Anion Gap = serum Na+ - (serum Cl- + serum HCO3-) = 12 mEq/L +/- 2
-----the 12 mEq/L represents the anions not in the formula, ex. phosphate, albumin, sulfate
If AG is > 12 there must be additional anions outside of those represented by the 12mEq/L that aren't supposed to be there. ex. lactate, salicylate, acetoacetate, Beta-hydroxybutyrate
These unwanted outsiders come as acids with H+ ions, which HCO3- buffers. So now we have decreased HCO3-. But we can't have an imbalance in electroneutrality so the anions of the acid that HCO3- just buffered are there to counterbalance the loss of HCO3- and maintain electroneutrality. So in the equation decreased HCO3- leads to a larger number indicating we have anions present that are neither Cl-,HCO3-, phosphate, albumin, sulfate.

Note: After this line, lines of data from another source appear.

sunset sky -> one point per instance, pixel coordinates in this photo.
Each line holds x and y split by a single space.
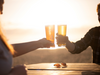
25 20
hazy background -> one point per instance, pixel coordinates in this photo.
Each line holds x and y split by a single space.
25 20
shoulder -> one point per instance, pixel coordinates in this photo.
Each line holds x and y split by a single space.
95 29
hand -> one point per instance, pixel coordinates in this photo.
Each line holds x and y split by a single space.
44 43
19 70
61 39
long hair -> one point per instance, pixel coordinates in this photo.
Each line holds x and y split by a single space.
4 39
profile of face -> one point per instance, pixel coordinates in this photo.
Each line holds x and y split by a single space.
99 15
1 6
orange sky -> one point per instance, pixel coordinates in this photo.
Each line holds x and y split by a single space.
25 20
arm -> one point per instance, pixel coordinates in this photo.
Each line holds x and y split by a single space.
22 48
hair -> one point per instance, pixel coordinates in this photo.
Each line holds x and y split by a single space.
98 7
4 39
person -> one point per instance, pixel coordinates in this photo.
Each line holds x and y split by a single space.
8 51
91 38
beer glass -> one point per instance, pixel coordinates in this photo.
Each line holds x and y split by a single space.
50 33
62 31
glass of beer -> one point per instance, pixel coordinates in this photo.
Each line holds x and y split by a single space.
62 31
50 33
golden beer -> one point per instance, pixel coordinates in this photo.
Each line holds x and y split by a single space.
62 31
50 33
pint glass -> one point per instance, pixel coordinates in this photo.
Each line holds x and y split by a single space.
50 33
62 31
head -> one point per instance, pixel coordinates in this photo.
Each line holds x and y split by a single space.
98 11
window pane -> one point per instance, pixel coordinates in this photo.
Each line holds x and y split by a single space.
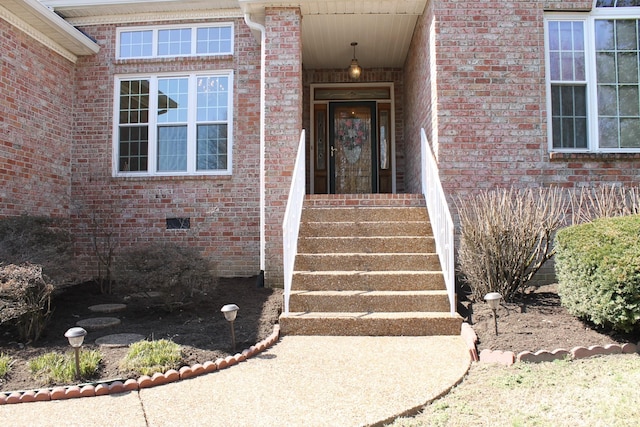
626 34
607 100
569 121
608 131
212 147
566 50
172 148
174 42
604 34
173 100
136 44
213 40
630 133
133 149
134 101
606 67
212 99
629 102
628 67
618 83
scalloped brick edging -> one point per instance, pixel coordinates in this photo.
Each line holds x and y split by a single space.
145 381
509 358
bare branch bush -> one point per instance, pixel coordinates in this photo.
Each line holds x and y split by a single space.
176 273
40 241
507 236
603 201
25 299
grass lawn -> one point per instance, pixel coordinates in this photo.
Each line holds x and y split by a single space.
601 391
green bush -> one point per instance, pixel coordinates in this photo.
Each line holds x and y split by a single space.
598 270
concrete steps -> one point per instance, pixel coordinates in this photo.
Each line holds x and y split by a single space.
366 265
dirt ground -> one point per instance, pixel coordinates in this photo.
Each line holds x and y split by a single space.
537 323
200 328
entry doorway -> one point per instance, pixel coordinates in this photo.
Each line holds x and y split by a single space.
352 148
351 140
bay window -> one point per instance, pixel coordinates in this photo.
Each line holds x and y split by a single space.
173 124
593 78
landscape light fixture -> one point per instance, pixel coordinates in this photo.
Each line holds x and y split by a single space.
76 338
493 299
354 69
230 311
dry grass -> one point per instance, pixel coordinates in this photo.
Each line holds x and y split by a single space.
600 391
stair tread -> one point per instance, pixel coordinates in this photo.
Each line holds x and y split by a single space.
388 254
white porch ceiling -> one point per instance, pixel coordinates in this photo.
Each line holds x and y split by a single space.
382 28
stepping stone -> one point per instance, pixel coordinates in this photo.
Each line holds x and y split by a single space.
107 308
150 294
119 340
96 323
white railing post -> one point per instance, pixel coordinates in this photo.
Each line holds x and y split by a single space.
440 217
291 221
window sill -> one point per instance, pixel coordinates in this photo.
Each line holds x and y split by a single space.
560 156
173 178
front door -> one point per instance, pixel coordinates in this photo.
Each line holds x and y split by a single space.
352 148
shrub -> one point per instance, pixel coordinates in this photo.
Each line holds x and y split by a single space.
25 299
177 273
506 236
149 357
55 368
5 365
598 270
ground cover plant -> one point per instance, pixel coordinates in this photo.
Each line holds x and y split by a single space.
149 357
56 368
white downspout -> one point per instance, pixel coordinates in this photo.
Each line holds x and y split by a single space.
263 59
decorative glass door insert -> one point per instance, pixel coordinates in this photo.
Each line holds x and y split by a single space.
352 148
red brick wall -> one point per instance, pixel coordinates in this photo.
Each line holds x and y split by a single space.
491 101
35 126
283 118
369 75
489 113
224 211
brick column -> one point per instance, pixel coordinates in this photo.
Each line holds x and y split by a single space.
283 124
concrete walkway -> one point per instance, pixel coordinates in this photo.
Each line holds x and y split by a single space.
300 381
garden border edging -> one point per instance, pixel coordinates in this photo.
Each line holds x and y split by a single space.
145 381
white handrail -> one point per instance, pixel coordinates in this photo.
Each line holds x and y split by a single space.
440 217
291 221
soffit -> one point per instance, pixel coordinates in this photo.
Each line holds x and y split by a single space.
48 24
382 28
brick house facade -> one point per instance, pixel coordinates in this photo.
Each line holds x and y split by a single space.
474 75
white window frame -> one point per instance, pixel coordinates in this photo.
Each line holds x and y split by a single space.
152 165
589 19
154 39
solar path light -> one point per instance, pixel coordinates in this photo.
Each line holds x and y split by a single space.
76 338
493 299
230 311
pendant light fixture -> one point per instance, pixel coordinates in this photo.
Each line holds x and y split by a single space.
354 69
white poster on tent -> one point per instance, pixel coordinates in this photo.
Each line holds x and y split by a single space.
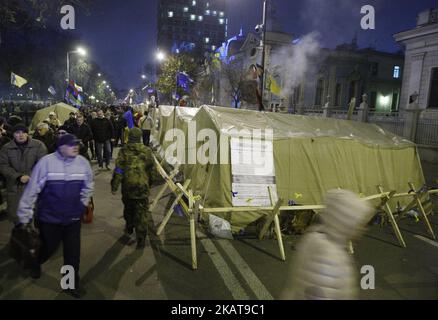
253 171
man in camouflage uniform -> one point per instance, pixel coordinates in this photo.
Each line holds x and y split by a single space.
133 170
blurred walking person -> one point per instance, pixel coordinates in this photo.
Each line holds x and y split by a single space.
62 186
17 159
322 268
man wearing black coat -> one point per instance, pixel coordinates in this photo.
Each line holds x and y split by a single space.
83 132
103 132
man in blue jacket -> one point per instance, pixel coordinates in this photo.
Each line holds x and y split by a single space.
60 189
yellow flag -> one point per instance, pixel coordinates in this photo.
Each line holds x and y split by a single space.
275 88
18 81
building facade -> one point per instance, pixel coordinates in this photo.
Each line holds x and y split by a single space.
420 81
347 73
331 75
191 25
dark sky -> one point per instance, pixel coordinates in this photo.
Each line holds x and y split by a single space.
121 34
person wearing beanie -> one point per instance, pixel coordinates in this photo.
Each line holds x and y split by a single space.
17 159
62 184
46 135
133 171
103 133
146 125
323 269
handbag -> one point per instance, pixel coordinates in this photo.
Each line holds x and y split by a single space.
24 245
87 217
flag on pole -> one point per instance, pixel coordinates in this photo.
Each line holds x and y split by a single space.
78 88
274 87
52 91
72 95
18 81
184 81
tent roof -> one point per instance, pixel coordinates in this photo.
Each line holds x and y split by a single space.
287 126
62 111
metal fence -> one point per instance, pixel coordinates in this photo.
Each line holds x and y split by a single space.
427 132
427 129
392 122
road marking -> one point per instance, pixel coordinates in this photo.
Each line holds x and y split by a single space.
225 272
251 279
434 243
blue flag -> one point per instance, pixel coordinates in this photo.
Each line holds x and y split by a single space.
184 81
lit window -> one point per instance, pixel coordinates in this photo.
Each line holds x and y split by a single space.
396 72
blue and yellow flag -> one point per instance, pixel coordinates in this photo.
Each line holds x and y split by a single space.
18 81
274 87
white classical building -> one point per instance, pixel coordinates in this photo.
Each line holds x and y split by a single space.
420 81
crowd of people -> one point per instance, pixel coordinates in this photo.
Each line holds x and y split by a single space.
49 181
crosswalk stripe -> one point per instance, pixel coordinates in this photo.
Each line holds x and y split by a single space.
251 279
434 243
225 272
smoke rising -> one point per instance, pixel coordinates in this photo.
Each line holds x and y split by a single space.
294 62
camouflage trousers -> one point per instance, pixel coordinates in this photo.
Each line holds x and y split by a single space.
135 214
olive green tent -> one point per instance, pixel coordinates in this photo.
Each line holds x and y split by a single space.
311 155
61 110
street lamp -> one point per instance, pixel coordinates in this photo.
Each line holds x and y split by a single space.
160 56
81 52
264 27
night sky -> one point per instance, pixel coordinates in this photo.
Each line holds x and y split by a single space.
121 35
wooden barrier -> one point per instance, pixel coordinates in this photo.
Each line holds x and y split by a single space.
195 208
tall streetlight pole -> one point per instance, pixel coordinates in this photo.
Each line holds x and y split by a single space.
79 51
262 78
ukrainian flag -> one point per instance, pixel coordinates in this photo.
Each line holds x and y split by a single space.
18 81
274 87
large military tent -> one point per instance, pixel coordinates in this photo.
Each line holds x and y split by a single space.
61 110
310 155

Now if we take acetazolamide which inhibits carbonic anhydrase, reclamation of HCO3- back to the blood can't occur in the PCT because HCO3- will stay as HCO3- in the PCT lumen and not form H2CO3 because the Na+/H+ pump won't be driven to exchange H+ for Na+ (because the Carbonic anhydrase is also inhibited inside the renal tubular cell) and leads to HCO3- to be excreted along with Na+ (Na+HCO3-). So we are losing HCO3-, we can't regenerate it or reclaim it. But electroneutrality has to be maintained at all times so Cl- comes to the rescue and increases to counterbalance the loss of HCO3-.
Anion Gap = serum Na+ - (increased serum Cl- + decreased serum HCO3-) = 12 mEq/L +/- 2
So now we have hyperchloremic NORMAL anion gap metabolic acidosis because within the equation the proportions stayed the same, unlike what happens in increased AG metabolic acidosis where the anions from outside those in the equation offset the loss of HCO3- which doesnt lead to maintenance of the proportions within the equation.
There aren't really any specific transporters to help understand the concept because it's just based on an equation which only represents Na+, Cl-, HCO3, phosphate, albumin, and sulfate.